EBV-derived microRNAs silence immune alarm signals of the host cell
Posted: 5 October 2016 | Niamh Louise Marriott, Digital Content Producer | No comments yet
The virus drives production of small molecules, so-called microRNAs, which suppress alarm signals sent out by the infected cell…
Epstein-Barr virus (EBV) prevents infected cells from being attacked by the immune system. The virus drives production of small molecules, so-called microRNAs, which suppress alarm signals sent out by the infected cell. Scientists at Helmholtz Zentrum München have elucidated this previously unknown mechanism.

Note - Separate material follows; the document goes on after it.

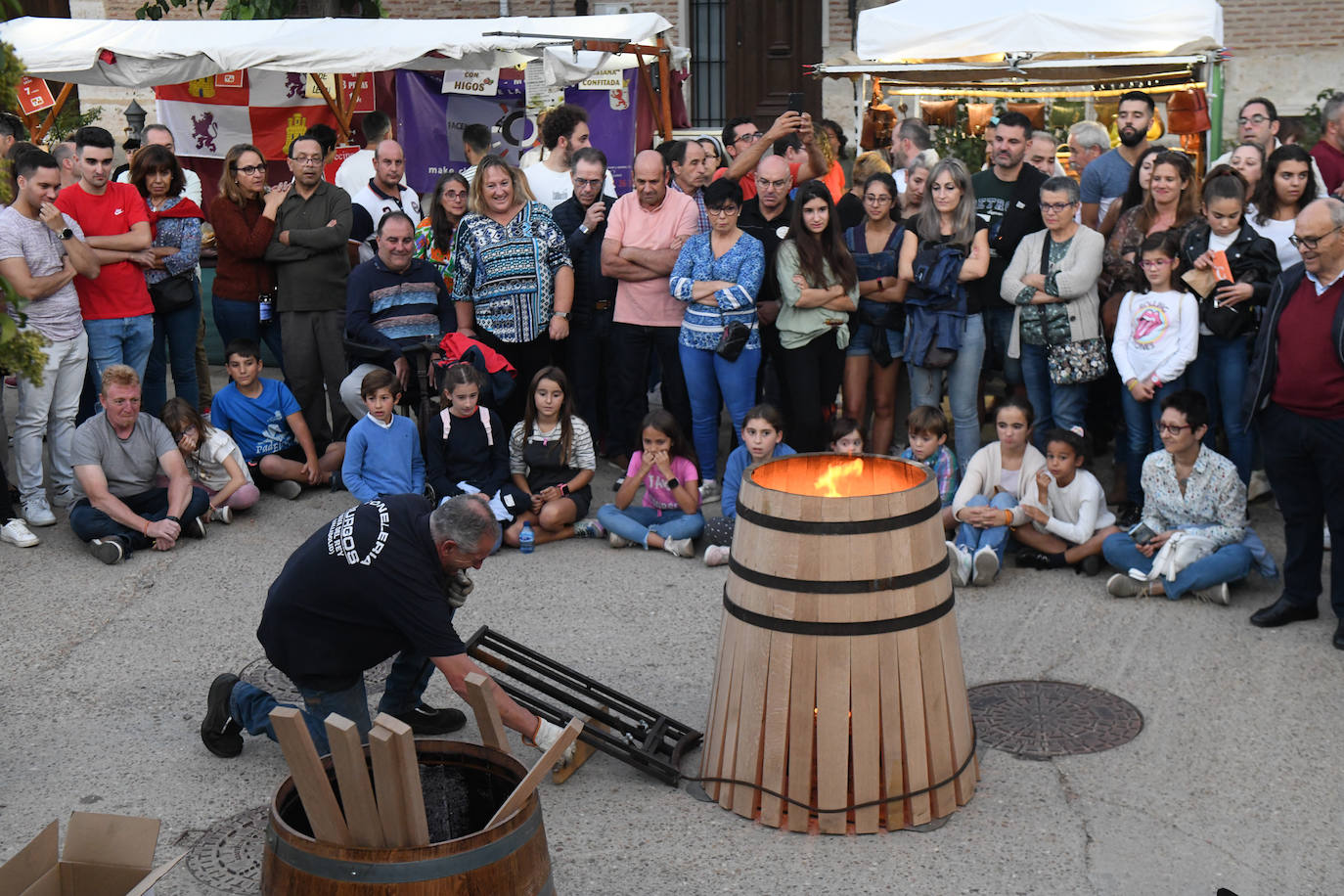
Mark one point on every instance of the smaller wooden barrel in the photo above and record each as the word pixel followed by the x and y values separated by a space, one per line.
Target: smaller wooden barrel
pixel 839 680
pixel 509 860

The EBV virus, first described by the English virologists Michael Epstein and Yvonne M. Barr, is found in the majority of the world’s population, but is usually held in check by the immune system. Nevertheless, the body is unable to eliminate this pathogen completely.
Hide-and-seek: EBV makes itself invisible
“Our new studies show that by means of microRNAs, the virus prevents the infected cell from alerting the immune system,” said Hammerschmidt, summarizing the findings.
EBV usually hides in B cells, a class of white blood cells. If they are infected by EBV, the virus induces the cells to proliferate and thus to expand the reservoir of viruses. The B cells usually respond with an alarm signal to the immune system: They present molecules of the virus on their surface and secrete inflammatory cytokines to attract immune cells.
“It’s just this alarm signal that’s suppressed by microRNAs made by the virus,” said Manuel Albanese, a scientist in the Research Unit Gene Vectors. His colleague Takanobu Tagawa added: “The microRNAs block production of the proteins that would ring this alarm.”
New approach may be promising for cancer therapy
Since the EBV virus drives division of B cells and thereby causes particular forms of cancer, the researchers are considering how to apply these findings to cancer therapy.
“The mechanism we discovered renders killer T cells and helper T cells inactive, even when they directly face the infected cell,” said study leader Hammerschmidt.
“If it were possible to disrupt this blockade, this could be an interesting approach to treat cancer: the immune system could then better fight tumours that are triggered by EBV.” Clinical studies on active substances that shut off specific microRNAs have already started for other diseases.